Intuitively, P@k is a global metric that measures the accuracy of the most likely links predicted. On the other hand, MAP measures the accuracy of prediction for each node and computes their average. These metrics are often uncorrelated and reflect the properties captured by the prediction method at different levels (MAP on local level and P@k on global level). In this benchmark library, we present results using both these metrics to analyze each approach.

GFS-score

We now define a set of scores to evaluate a graph embedding model on our data set. The scores are divided into components to draw insights into a method’s approach across domains and metrics. We further plot the metrics varying various graph properties to understand the sensitivity of the models to these properties.

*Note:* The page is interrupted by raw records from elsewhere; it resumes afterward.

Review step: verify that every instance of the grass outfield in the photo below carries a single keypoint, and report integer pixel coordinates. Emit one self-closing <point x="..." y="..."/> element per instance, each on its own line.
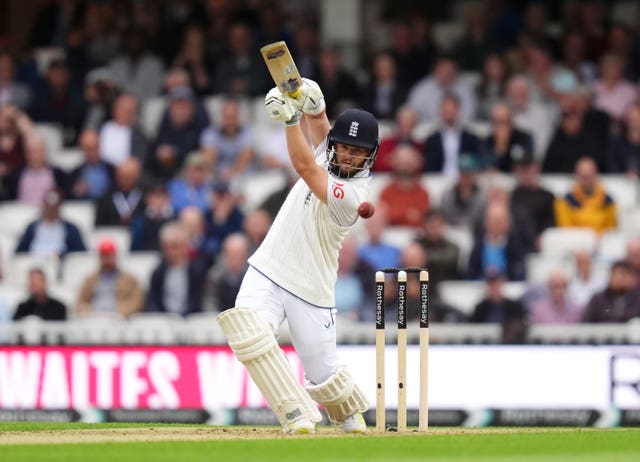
<point x="267" y="444"/>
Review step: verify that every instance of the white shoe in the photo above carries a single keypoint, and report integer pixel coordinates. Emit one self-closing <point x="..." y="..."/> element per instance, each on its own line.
<point x="354" y="424"/>
<point x="300" y="427"/>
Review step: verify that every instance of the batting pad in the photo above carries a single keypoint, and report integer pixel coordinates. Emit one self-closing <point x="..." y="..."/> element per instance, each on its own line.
<point x="255" y="345"/>
<point x="339" y="395"/>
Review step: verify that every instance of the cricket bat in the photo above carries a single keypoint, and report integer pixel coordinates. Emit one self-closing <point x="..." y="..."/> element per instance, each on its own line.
<point x="282" y="68"/>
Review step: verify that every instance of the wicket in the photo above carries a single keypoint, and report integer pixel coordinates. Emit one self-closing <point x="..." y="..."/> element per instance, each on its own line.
<point x="423" y="407"/>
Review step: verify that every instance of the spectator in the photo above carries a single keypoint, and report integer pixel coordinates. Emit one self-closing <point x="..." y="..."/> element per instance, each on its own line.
<point x="145" y="226"/>
<point x="444" y="255"/>
<point x="91" y="179"/>
<point x="339" y="87"/>
<point x="428" y="94"/>
<point x="120" y="138"/>
<point x="193" y="58"/>
<point x="529" y="115"/>
<point x="136" y="70"/>
<point x="176" y="284"/>
<point x="31" y="182"/>
<point x="12" y="92"/>
<point x="39" y="303"/>
<point x="226" y="276"/>
<point x="404" y="197"/>
<point x="100" y="93"/>
<point x="624" y="150"/>
<point x="194" y="187"/>
<point x="50" y="234"/>
<point x="178" y="135"/>
<point x="585" y="281"/>
<point x="15" y="128"/>
<point x="118" y="206"/>
<point x="587" y="204"/>
<point x="201" y="247"/>
<point x="241" y="70"/>
<point x="350" y="292"/>
<point x="376" y="252"/>
<point x="109" y="288"/>
<point x="529" y="198"/>
<point x="472" y="49"/>
<point x="496" y="308"/>
<point x="383" y="94"/>
<point x="505" y="142"/>
<point x="613" y="94"/>
<point x="443" y="148"/>
<point x="229" y="147"/>
<point x="255" y="226"/>
<point x="496" y="246"/>
<point x="555" y="306"/>
<point x="413" y="60"/>
<point x="405" y="123"/>
<point x="619" y="301"/>
<point x="632" y="256"/>
<point x="573" y="139"/>
<point x="463" y="202"/>
<point x="493" y="84"/>
<point x="57" y="101"/>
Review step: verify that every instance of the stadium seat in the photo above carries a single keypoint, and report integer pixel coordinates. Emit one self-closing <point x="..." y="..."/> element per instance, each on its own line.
<point x="76" y="266"/>
<point x="463" y="295"/>
<point x="80" y="213"/>
<point x="399" y="236"/>
<point x="155" y="328"/>
<point x="15" y="216"/>
<point x="151" y="115"/>
<point x="17" y="272"/>
<point x="96" y="329"/>
<point x="539" y="266"/>
<point x="66" y="159"/>
<point x="612" y="245"/>
<point x="560" y="241"/>
<point x="141" y="265"/>
<point x="120" y="235"/>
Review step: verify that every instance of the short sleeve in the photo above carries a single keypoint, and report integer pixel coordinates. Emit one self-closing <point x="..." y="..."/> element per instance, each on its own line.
<point x="343" y="201"/>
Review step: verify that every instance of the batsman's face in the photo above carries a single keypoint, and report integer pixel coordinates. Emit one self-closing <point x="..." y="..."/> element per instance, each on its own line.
<point x="350" y="158"/>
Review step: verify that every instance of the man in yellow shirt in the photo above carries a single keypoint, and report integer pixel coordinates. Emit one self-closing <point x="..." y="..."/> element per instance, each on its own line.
<point x="587" y="204"/>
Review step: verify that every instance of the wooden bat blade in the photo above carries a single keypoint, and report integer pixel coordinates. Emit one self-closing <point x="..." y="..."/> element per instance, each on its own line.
<point x="282" y="68"/>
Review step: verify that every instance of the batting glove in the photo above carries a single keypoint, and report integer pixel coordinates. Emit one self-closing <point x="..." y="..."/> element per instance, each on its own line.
<point x="281" y="108"/>
<point x="310" y="99"/>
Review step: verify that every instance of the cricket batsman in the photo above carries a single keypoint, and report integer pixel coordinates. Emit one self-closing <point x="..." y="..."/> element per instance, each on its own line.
<point x="292" y="275"/>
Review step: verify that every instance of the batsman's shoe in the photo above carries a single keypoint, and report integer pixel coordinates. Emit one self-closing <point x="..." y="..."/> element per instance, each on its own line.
<point x="300" y="427"/>
<point x="354" y="424"/>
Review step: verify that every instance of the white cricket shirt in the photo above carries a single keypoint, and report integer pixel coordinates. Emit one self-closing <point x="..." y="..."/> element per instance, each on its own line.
<point x="300" y="251"/>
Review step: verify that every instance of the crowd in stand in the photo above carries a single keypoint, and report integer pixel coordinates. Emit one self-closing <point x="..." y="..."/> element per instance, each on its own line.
<point x="508" y="98"/>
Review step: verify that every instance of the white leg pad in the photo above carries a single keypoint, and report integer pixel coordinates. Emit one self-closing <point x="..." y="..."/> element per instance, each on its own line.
<point x="339" y="395"/>
<point x="255" y="345"/>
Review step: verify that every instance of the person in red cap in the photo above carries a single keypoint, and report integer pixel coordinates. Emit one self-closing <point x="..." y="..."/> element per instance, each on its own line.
<point x="109" y="289"/>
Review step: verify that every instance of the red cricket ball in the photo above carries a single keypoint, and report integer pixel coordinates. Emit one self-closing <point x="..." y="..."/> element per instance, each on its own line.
<point x="366" y="210"/>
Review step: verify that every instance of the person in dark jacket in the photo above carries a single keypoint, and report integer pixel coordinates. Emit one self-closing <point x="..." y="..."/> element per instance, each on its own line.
<point x="619" y="301"/>
<point x="39" y="303"/>
<point x="50" y="234"/>
<point x="177" y="283"/>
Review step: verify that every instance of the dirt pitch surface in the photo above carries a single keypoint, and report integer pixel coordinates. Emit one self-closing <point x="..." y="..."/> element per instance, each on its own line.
<point x="205" y="433"/>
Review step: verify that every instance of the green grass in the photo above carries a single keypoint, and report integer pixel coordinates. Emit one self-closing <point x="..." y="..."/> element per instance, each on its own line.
<point x="579" y="445"/>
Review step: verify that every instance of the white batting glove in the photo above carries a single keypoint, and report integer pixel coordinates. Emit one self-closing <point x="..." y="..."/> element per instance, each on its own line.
<point x="281" y="108"/>
<point x="310" y="99"/>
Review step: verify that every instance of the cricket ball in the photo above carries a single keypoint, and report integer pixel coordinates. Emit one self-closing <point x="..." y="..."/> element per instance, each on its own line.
<point x="366" y="210"/>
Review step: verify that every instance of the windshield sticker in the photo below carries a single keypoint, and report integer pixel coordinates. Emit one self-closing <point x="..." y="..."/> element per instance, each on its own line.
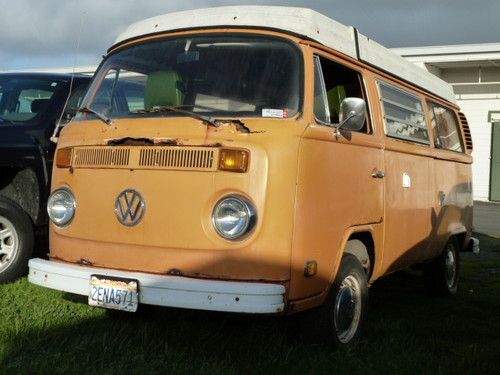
<point x="276" y="113"/>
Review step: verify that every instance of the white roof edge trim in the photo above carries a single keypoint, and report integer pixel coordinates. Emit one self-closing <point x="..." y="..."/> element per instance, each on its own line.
<point x="375" y="54"/>
<point x="300" y="21"/>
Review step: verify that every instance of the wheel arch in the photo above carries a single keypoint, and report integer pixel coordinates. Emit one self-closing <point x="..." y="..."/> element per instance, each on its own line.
<point x="358" y="235"/>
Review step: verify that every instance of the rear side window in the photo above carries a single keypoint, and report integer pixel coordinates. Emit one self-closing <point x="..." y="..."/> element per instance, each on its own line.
<point x="445" y="128"/>
<point x="403" y="114"/>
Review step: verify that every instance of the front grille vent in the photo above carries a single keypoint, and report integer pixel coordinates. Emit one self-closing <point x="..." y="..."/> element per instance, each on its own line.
<point x="107" y="157"/>
<point x="177" y="158"/>
<point x="467" y="134"/>
<point x="147" y="157"/>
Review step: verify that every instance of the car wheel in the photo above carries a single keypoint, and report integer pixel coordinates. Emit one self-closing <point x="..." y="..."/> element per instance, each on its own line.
<point x="16" y="241"/>
<point x="442" y="273"/>
<point x="339" y="321"/>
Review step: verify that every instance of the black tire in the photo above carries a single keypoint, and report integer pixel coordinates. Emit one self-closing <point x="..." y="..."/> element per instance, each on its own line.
<point x="16" y="242"/>
<point x="338" y="322"/>
<point x="442" y="273"/>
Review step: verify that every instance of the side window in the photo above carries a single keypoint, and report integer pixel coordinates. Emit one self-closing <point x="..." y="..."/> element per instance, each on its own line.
<point x="445" y="128"/>
<point x="333" y="83"/>
<point x="403" y="114"/>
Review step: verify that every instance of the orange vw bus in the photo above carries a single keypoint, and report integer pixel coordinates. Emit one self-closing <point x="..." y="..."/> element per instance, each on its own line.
<point x="257" y="160"/>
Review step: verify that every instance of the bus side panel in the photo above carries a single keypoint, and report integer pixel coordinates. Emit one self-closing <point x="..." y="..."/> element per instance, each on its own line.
<point x="335" y="192"/>
<point x="453" y="202"/>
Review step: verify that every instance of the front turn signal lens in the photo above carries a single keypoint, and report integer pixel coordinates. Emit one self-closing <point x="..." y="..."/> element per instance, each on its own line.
<point x="232" y="160"/>
<point x="63" y="157"/>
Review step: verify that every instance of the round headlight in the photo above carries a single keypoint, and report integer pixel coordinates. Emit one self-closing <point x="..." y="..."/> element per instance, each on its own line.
<point x="233" y="217"/>
<point x="61" y="206"/>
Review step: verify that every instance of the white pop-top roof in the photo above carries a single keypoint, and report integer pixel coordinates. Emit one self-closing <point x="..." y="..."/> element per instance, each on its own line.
<point x="300" y="21"/>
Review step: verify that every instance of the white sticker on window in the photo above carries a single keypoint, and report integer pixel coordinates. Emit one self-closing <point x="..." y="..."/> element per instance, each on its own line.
<point x="406" y="180"/>
<point x="276" y="113"/>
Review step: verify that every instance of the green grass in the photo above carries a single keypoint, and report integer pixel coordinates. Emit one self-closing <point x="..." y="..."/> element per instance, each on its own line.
<point x="44" y="331"/>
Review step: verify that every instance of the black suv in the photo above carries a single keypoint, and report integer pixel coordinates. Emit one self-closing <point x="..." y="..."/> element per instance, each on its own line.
<point x="30" y="106"/>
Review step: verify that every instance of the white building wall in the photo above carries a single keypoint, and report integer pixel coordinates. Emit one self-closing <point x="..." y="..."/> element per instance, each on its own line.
<point x="476" y="110"/>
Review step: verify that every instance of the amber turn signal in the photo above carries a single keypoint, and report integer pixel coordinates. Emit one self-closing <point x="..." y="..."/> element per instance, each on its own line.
<point x="63" y="158"/>
<point x="232" y="160"/>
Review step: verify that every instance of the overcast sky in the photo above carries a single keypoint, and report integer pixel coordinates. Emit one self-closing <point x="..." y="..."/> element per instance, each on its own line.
<point x="40" y="34"/>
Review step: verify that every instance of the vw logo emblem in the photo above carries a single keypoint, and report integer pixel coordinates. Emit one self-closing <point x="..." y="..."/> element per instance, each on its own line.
<point x="129" y="207"/>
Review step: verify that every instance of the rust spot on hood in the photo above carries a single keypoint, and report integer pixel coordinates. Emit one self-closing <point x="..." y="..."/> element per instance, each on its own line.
<point x="129" y="141"/>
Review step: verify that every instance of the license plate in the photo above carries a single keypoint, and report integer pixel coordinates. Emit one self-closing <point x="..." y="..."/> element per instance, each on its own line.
<point x="113" y="293"/>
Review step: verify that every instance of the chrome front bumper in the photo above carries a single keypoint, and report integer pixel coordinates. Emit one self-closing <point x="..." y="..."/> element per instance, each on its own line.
<point x="163" y="290"/>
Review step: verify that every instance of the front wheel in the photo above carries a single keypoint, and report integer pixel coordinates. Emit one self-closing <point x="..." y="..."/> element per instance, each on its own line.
<point x="16" y="241"/>
<point x="339" y="321"/>
<point x="442" y="273"/>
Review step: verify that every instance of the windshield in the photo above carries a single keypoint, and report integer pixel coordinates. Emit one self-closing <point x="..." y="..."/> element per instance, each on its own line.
<point x="23" y="98"/>
<point x="210" y="75"/>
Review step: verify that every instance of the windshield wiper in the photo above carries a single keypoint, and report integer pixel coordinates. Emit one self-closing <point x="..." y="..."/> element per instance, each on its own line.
<point x="165" y="108"/>
<point x="100" y="116"/>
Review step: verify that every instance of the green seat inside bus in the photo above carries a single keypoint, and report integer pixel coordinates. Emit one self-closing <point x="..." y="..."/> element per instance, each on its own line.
<point x="335" y="96"/>
<point x="162" y="89"/>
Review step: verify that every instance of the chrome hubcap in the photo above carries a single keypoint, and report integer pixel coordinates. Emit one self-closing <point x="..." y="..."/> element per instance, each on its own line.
<point x="347" y="309"/>
<point x="451" y="266"/>
<point x="9" y="243"/>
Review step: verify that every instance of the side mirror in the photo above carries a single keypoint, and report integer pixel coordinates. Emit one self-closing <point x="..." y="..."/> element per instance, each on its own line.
<point x="352" y="114"/>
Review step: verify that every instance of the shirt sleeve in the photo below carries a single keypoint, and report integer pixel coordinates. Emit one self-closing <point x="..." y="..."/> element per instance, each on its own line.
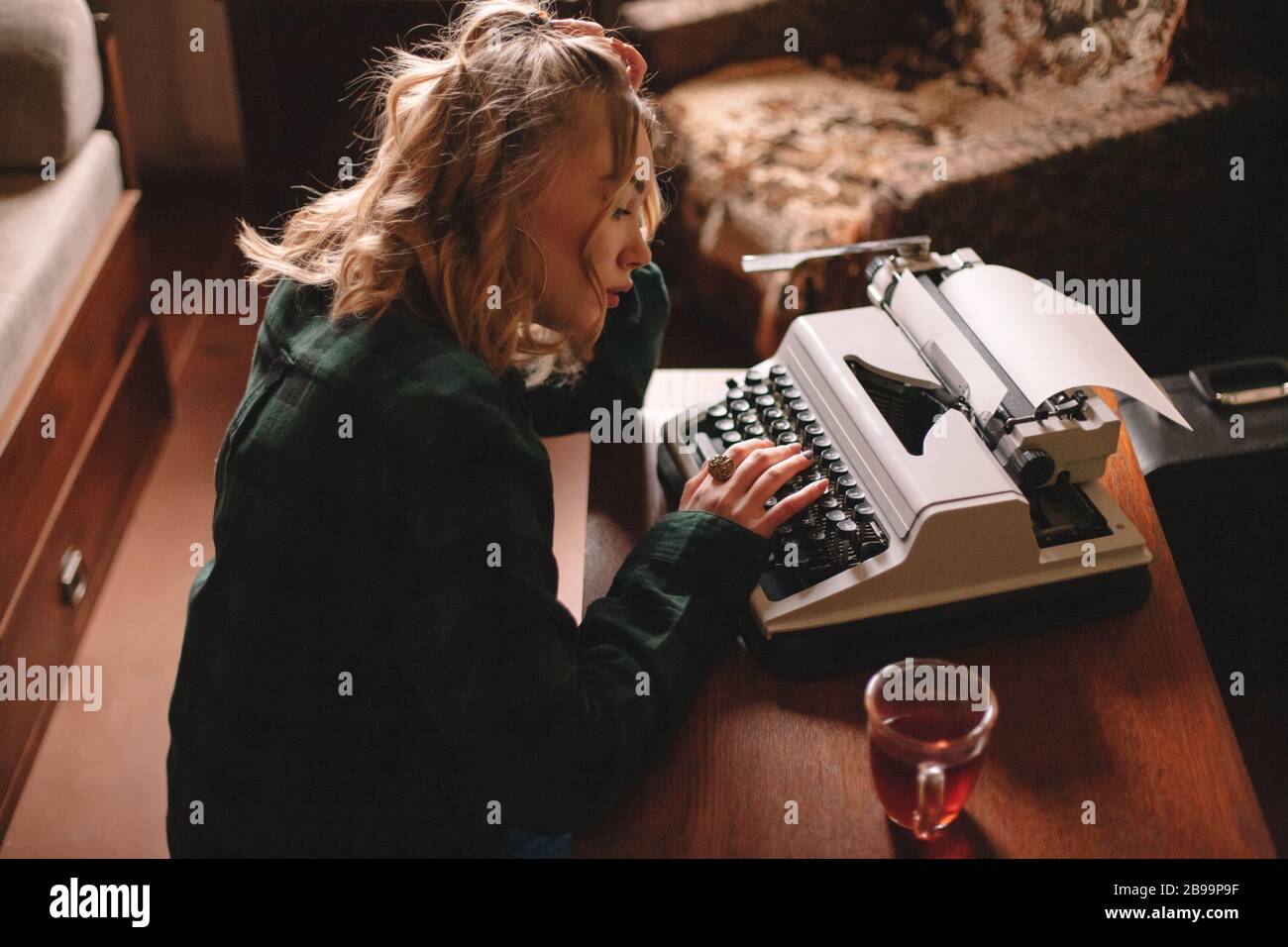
<point x="626" y="354"/>
<point x="555" y="718"/>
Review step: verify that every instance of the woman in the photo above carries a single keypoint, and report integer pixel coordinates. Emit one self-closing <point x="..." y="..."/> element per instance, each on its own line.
<point x="376" y="661"/>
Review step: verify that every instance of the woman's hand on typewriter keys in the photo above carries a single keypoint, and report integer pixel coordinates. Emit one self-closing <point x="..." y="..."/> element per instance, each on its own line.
<point x="760" y="471"/>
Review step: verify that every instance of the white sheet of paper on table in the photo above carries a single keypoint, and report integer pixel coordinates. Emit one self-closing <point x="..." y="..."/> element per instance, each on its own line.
<point x="570" y="472"/>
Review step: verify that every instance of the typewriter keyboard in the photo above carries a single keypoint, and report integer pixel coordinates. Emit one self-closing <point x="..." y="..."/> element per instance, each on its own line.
<point x="835" y="532"/>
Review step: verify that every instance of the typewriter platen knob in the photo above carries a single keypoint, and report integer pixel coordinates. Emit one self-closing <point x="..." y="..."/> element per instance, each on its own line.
<point x="1030" y="467"/>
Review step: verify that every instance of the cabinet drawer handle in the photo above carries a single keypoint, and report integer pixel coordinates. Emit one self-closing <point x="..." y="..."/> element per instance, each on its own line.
<point x="71" y="577"/>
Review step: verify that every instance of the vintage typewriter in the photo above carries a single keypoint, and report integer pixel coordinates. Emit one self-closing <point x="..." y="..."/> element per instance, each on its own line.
<point x="964" y="471"/>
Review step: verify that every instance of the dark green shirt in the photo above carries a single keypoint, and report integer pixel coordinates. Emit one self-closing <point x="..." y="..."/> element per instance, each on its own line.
<point x="376" y="661"/>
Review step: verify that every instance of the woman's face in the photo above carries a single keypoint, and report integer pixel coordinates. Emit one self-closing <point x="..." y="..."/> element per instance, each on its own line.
<point x="561" y="223"/>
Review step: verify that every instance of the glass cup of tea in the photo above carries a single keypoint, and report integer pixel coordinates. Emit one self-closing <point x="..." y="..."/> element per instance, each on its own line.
<point x="927" y="725"/>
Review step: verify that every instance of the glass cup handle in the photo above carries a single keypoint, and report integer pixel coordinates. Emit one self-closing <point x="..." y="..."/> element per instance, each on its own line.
<point x="930" y="799"/>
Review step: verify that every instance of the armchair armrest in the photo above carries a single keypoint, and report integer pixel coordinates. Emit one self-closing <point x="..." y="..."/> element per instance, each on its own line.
<point x="686" y="38"/>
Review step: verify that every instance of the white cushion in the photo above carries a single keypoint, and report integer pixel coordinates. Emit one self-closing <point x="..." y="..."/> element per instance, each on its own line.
<point x="47" y="232"/>
<point x="53" y="90"/>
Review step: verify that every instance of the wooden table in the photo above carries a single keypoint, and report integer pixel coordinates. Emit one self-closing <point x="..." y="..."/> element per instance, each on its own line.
<point x="1124" y="712"/>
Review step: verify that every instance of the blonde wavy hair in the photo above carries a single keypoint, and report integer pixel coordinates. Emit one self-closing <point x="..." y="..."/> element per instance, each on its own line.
<point x="468" y="129"/>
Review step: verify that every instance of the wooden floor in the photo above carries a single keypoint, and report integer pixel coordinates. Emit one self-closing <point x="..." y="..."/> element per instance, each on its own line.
<point x="97" y="788"/>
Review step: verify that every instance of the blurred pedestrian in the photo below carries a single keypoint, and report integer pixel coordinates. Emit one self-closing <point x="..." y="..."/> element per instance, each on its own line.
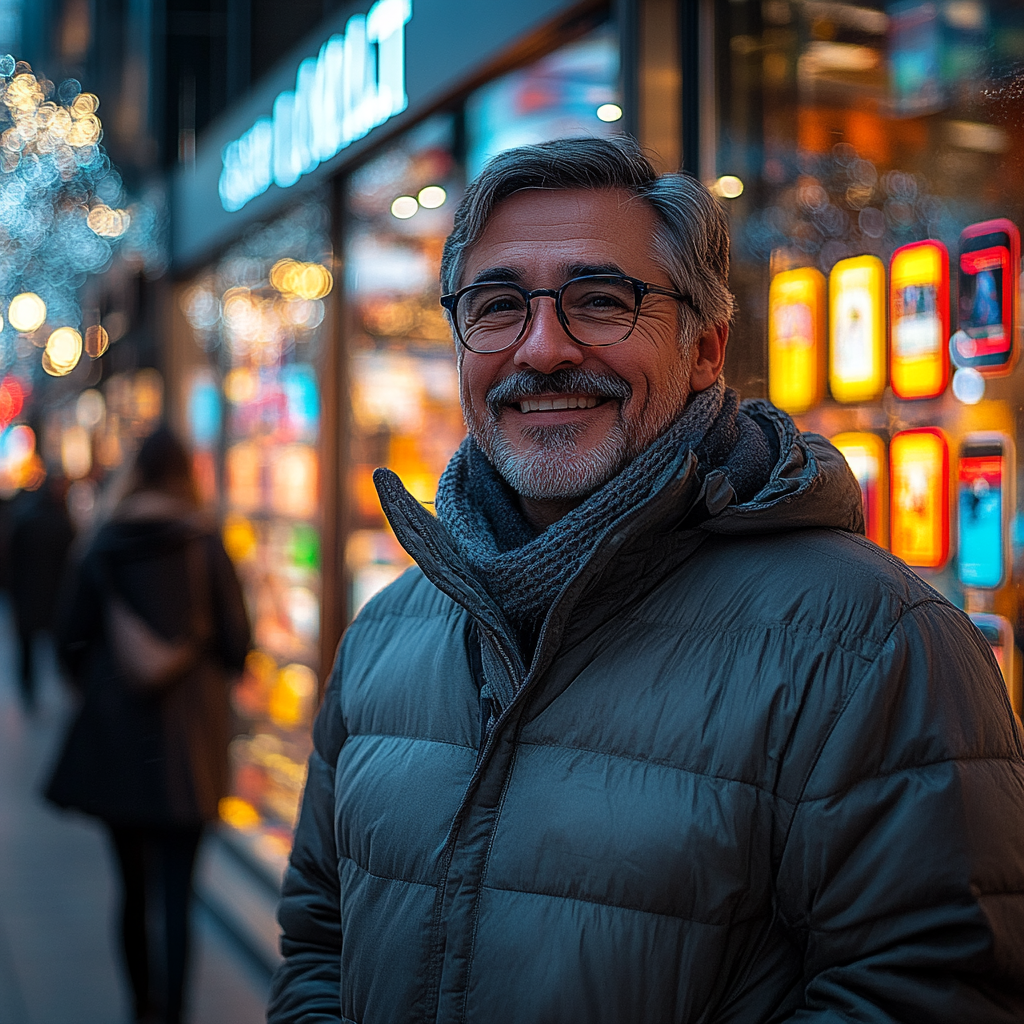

Given a set of graph domains \mathcal{D}, a set of evaluation metrics \mathcal{M} and evaluation function e_m (graph, approach) for m \in \mathcal{M}, we define GFS-score for an approach a as follows:

micro-GFS-m(a) = \frac{ \sum_{g \in \mathcal{G}} (e_m(g, a)/e_m(g, random)) }{|\mathcal{G}|}

macro-GFS-m(a) = \frac{\sum_{d \in \mathcal{D}} GFS-m(d, a)}{|\mathcal{D}|}

GFS-m(d, a) = \frac{ \sum_{g \in \mathcal{G}_d} (e_m(g, a)/e_m(g, random)) }{|\mathcal{G}_d|}

where \mathcal{G}_d is the set of graphs in domain d.

The GFS-score is a robust score which averages over a set of real graphs with varying properties. It is normalized in order to ascertain the gain in performance with respect to a random prediction. The domain scores provide insights into the applicability of each approach to the different graph categories.

Embedding Approaches

We illustrate the benchmark data set on four popular graph embedding techniques to illustrate the utility of the benchmark and rank the state-of-the-art embedding approaches. The techniques preserve various properties including local neighborhood, higher order proximity and structure.

  • Laplacian Eigenmaps : It penalizes the weighted square of distance between neighbors. This is equivalent to factorizing the normalized Laplacian matrix.

  • Graph Factorization : It factorizes the adjacency matrix with regularization.

  • Higher Order Proximity Preserving (HOPE): It factorizes the higher order similarity matrix between nodes using generalized singular value decomposition.

  • Structural Deep Network Embedding (SDNE) : It uses deep autoencoder along with Laplacian Eigenmaps objective to preserve first and second order proximities.